Le Mont-Blanc au coco

Le Mont-Blanc au coco c'est le gâteau de fête martiniquais.
Quand j'étais petite je dois admettre que je ne l'aimais pas trop. Moi, je préférais les gâteaux au chocolat. Il faut dire que je n'aimais pas trop le coco (sauf en tablettes).
Mais avec le temps, j'ai appris à apprécier le coco (bien que je n'aime toujours pas l'eau de coco malgré toutes les vertus qu'on lui prête aujourd'hui) et donc à apprécier ce gâteau.

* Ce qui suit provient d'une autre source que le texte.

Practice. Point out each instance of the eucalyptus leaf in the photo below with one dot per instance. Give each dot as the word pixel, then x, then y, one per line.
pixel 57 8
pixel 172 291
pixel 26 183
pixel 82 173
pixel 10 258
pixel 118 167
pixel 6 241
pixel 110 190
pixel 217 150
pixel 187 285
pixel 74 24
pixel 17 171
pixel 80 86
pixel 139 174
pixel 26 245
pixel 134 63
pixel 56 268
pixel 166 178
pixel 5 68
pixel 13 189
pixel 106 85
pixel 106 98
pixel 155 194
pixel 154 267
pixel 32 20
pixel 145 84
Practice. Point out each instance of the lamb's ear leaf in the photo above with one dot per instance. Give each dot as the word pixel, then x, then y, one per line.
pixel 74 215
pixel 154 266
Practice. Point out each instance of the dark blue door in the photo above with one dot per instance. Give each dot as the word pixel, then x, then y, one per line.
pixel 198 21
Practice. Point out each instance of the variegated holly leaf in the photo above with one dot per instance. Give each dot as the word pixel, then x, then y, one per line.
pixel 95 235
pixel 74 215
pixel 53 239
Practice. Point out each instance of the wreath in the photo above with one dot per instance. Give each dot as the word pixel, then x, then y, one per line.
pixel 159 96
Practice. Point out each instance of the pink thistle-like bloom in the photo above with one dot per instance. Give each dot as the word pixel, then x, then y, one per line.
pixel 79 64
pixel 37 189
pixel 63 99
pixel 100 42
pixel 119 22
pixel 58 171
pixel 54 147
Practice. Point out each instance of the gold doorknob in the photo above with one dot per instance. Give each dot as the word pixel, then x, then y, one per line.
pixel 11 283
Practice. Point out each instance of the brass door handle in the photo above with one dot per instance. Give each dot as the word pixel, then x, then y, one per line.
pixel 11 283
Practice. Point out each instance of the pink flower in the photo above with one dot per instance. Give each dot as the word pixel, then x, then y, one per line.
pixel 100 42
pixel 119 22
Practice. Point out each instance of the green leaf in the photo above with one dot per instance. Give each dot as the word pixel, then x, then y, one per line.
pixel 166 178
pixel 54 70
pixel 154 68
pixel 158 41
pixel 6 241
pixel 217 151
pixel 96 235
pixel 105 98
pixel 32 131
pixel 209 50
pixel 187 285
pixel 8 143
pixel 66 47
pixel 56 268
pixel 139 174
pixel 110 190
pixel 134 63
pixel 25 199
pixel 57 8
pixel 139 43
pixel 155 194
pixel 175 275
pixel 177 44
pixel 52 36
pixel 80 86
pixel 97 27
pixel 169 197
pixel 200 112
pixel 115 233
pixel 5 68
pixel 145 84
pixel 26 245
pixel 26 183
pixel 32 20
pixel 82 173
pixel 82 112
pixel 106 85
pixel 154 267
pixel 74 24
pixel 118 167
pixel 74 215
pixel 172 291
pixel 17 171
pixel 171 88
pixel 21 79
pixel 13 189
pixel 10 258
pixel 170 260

Il est tout simple à faire, léger et peu coûteux.
Mais qu'est-il à vrai dire? 
C'est une génoise sans beurre (un pain doux) fourrée d'une crème pâtissière au coco et couverte de pulpe de coco.
Comme toutes les pâtisseries au coco il est meilleur avec de la noix fraîche mais si tu n'as pas de centrifugeuse ou tout simplement pas le temps (ni l'envie d'ailleurs) le lait de coco de bonne qualité et la pulpe toute prête feront très bien l'affaire. C'est d'ailleurs ce que j'ai fait.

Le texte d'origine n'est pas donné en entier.